The practice, which leases its space, is currently spending $210 per square foot to build out an additional 3,800 square feet, with the landlord subsidizing $30 per square foot. Vance says Chaffin’s landlord will give the practice first right of refusal should he decide to sell all or part of the two-story office building. Vance says Chaffin wants to buy.
The practice has already increased its revenue from its first expansion, and it expects to generate exponentially more when its surgery center opens. Vance notes that the practice hopes its new state-of-the-art facilities will attract additional physicians as well.
Eyes on the prize
When it comes to reconfiguring your practice’s work space - whether, like Chaffin, you’re expanding into new space, or, like Virginia Urology, you’re constructing a new building - experts say the most important factor is that your plans target the goals you hope to achieve in the distant future.
“If a practice plans for the way it’s configured today, designing space for that, they will be out of space by the time they move in,” says Peterson. “They need to plan based on where the practice is going to be in the next five or 10 years. Adding physicians? Adding ancillary services? They need to look at how that practice is going to grow.”

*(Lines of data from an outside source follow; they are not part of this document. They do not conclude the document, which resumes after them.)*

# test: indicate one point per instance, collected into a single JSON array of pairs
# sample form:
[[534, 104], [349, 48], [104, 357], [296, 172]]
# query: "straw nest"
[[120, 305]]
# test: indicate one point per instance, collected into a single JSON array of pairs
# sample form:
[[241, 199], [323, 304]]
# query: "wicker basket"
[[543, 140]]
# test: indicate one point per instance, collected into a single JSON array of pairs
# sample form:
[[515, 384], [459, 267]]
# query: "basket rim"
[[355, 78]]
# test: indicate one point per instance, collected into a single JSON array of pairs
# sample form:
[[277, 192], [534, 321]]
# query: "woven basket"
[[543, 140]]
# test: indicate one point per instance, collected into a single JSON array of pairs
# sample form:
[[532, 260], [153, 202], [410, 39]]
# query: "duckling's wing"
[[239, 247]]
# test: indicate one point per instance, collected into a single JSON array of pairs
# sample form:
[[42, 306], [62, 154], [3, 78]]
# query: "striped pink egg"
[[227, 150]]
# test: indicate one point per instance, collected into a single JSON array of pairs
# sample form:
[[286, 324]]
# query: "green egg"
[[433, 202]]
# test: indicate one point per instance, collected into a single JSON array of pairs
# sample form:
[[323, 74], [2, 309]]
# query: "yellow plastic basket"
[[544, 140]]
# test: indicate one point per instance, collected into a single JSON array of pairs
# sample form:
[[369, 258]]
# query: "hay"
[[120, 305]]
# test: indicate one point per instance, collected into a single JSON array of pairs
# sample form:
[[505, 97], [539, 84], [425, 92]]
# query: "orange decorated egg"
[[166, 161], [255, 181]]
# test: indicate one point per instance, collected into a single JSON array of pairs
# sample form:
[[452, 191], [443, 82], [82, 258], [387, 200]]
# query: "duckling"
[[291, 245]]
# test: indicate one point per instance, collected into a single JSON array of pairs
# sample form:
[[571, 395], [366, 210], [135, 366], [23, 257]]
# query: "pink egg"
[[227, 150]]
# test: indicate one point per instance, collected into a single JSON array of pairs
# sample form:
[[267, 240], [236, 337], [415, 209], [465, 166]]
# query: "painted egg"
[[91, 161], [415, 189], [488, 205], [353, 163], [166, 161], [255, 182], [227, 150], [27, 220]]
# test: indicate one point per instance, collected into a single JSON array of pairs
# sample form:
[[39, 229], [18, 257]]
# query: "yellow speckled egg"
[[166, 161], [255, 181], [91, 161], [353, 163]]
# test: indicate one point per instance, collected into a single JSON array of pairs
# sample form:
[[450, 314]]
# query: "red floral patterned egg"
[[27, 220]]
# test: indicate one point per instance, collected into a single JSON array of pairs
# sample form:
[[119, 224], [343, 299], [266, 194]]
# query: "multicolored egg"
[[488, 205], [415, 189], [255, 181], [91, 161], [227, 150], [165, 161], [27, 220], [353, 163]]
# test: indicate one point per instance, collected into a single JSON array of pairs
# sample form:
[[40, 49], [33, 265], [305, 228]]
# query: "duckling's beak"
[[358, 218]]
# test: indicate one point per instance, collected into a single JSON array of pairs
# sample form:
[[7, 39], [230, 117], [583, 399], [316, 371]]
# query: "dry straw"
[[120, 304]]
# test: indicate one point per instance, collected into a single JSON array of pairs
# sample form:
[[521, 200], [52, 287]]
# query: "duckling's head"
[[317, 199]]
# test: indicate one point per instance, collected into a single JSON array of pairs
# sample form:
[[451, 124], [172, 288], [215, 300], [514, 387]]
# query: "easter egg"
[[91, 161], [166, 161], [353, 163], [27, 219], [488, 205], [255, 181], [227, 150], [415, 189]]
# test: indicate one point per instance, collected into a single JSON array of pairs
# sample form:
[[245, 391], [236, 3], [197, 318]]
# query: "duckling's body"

Dunn learned that lesson the hard way. She says it was only after Bluegrass Orthopaedics’ brand-new 30,000-square-foot facility was completed that its physicians realized they’d been too conservative in their planning. They decided to add another 4,000 square feet right away, which cost them almost half of what their original project ran, says Dunn. The practice took a big hit financially from its poor planning, and staff and patients were greatly inconvenienced by the commotion of continuing construction.
Of course, unanticipated events will always occur. Technology will introduce something new to your field that will make a whole room obsolete - or require you to add a series of rooms. Or the practice adjacent to yours will suddenly vacate, and you’ll have the unexpected opportunity to expand into it.
Hertz says that although you can’t always predict the precise ways in which your practice will grow, it still makes sense to maintain a solid business plan that incorporates your evolving use of office space as one of its key components: “You might change your direction, but having a plan will always let you know whether you’re off target or not.”